Hayley Clarke / BBC Four nursery pupils sat at a canteen table enjoying their Friday fish and chips dinner at St Mary's Primary in Stoke-on-Trent, including spaghetti hoops. They are in fancy dress for 'aspirations day'.Hayley Clarke / BBC

School children are getting less meat, cheaper ingredients and smaller portions in their lunches as caterers battle rising costs, the new chair of a school food organisation has said.

Michael Hales, incoming chair of LACA, said schools were increasingly having to bridge the gap between government funding for free school meals and the rising cost of delivering dinner for all of their pupils.

It comes after the government said it would expand free school meals, which Mr Hales said was “welcome”, but added that more funding would be “essential”.

The Department for Education (DfE) said the “fully funded” expansion of free school meals was a “historic step to tackle the stain of child poverty”.

A spokesperson added the government would keep the meal rates paid to schools, which fund free school meals, under review.

In April, the government said those rates would rise by 3p in the next academic year, from £2.58 to £2.61 per meal – a rise which Mr Hales said was “inadequate” and “almost considered an insult”.

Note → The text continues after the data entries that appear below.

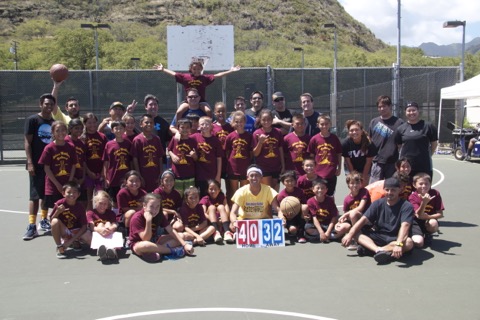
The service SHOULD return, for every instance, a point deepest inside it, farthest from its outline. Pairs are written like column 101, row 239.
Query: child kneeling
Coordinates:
column 69, row 221
column 149, row 222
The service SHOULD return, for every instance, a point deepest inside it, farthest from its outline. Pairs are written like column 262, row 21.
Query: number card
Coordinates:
column 260, row 233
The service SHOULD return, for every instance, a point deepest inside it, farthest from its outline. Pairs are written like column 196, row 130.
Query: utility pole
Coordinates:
column 13, row 50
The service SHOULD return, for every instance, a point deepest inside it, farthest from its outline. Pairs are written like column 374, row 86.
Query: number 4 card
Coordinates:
column 260, row 233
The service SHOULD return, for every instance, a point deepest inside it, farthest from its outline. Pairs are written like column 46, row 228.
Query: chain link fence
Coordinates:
column 358, row 89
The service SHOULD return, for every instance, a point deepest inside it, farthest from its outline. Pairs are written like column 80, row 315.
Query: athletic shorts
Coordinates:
column 37, row 185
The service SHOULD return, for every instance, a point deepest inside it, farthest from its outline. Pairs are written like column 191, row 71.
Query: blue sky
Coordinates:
column 422, row 20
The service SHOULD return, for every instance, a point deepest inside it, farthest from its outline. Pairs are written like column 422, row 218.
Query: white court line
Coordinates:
column 11, row 211
column 244, row 310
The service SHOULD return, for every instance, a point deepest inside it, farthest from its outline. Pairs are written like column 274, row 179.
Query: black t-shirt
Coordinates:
column 162, row 128
column 282, row 115
column 311, row 127
column 41, row 131
column 381, row 134
column 415, row 140
column 388, row 219
column 358, row 158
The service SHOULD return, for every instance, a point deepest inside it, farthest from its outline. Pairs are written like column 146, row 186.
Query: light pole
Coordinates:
column 303, row 64
column 95, row 35
column 454, row 24
column 333, row 107
column 135, row 62
column 459, row 114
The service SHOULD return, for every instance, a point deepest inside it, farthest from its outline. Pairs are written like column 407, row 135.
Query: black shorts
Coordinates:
column 380, row 239
column 37, row 185
column 419, row 229
column 51, row 199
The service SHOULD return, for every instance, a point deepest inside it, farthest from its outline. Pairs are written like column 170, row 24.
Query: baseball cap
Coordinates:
column 117, row 104
column 391, row 183
column 277, row 95
column 412, row 104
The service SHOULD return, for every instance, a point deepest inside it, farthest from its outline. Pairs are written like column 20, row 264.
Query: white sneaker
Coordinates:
column 218, row 238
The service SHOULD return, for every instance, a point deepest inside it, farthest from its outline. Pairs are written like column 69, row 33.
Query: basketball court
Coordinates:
column 300, row 281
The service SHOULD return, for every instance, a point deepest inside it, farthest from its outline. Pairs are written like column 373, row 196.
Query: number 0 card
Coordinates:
column 260, row 233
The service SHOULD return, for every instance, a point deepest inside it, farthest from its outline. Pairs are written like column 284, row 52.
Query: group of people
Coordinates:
column 160, row 183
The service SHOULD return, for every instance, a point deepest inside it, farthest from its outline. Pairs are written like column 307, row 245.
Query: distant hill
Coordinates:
column 451, row 50
column 299, row 22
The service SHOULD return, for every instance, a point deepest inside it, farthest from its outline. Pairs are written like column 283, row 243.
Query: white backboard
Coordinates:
column 186, row 43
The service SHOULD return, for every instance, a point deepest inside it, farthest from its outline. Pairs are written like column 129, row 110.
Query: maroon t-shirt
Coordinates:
column 74, row 217
column 326, row 151
column 95, row 143
column 208, row 150
column 306, row 185
column 238, row 148
column 131, row 137
column 269, row 158
column 186, row 168
column 192, row 217
column 81, row 151
column 148, row 153
column 138, row 222
column 93, row 216
column 209, row 201
column 119, row 161
column 324, row 211
column 125, row 199
column 297, row 193
column 61, row 160
column 351, row 202
column 222, row 131
column 296, row 151
column 172, row 200
column 200, row 83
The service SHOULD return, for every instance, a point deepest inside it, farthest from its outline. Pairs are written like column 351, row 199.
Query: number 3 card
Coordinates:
column 260, row 233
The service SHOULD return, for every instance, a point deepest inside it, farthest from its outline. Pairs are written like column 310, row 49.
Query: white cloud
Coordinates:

He said it meant caterers who were part of LACA and provided about three million school dinners a day, were having to make “really difficult decisions” over portion sizes, and the quality of ingredients they could afford.

He said it was becoming an “ever increasing challenge” to meet the government’s school food standards, which officials said they were looking to “revise” with input from sector experts.

In Stoke-on-Trent, head teacher Clare Morton said she was spending £45,000 per year topping up the money she received from the government to pay for free school meals.

That money could be spent on another member of staff at St Mary’s Primary School, she said, but added it was vitally important all the children were well fed.

“For a lot of our children, this is the only hot meal that they will get during the day,” she said.

“Without healthy food, without a full tummy, these children won’t be able to learn.”

Hayley Clarke / BBC Head teacher Clare Morton smiling at the camera, with children eating their school dinners in the lunch hall behind her. Clare has short, blonde hair with a fringe, and is wearing a black dress and red lipstick.Hayley Clarke / BBC

Head teacher Clare Morton says her school spent £45,000 this year topping up its free school meal funding

In England, the government will pay primary schools £2.61 per meal in 2025-26 to deliver its universal infant free school meals scheme, which makes all children from reception up to Year 2, regardless of household income, eligible for a free school dinner.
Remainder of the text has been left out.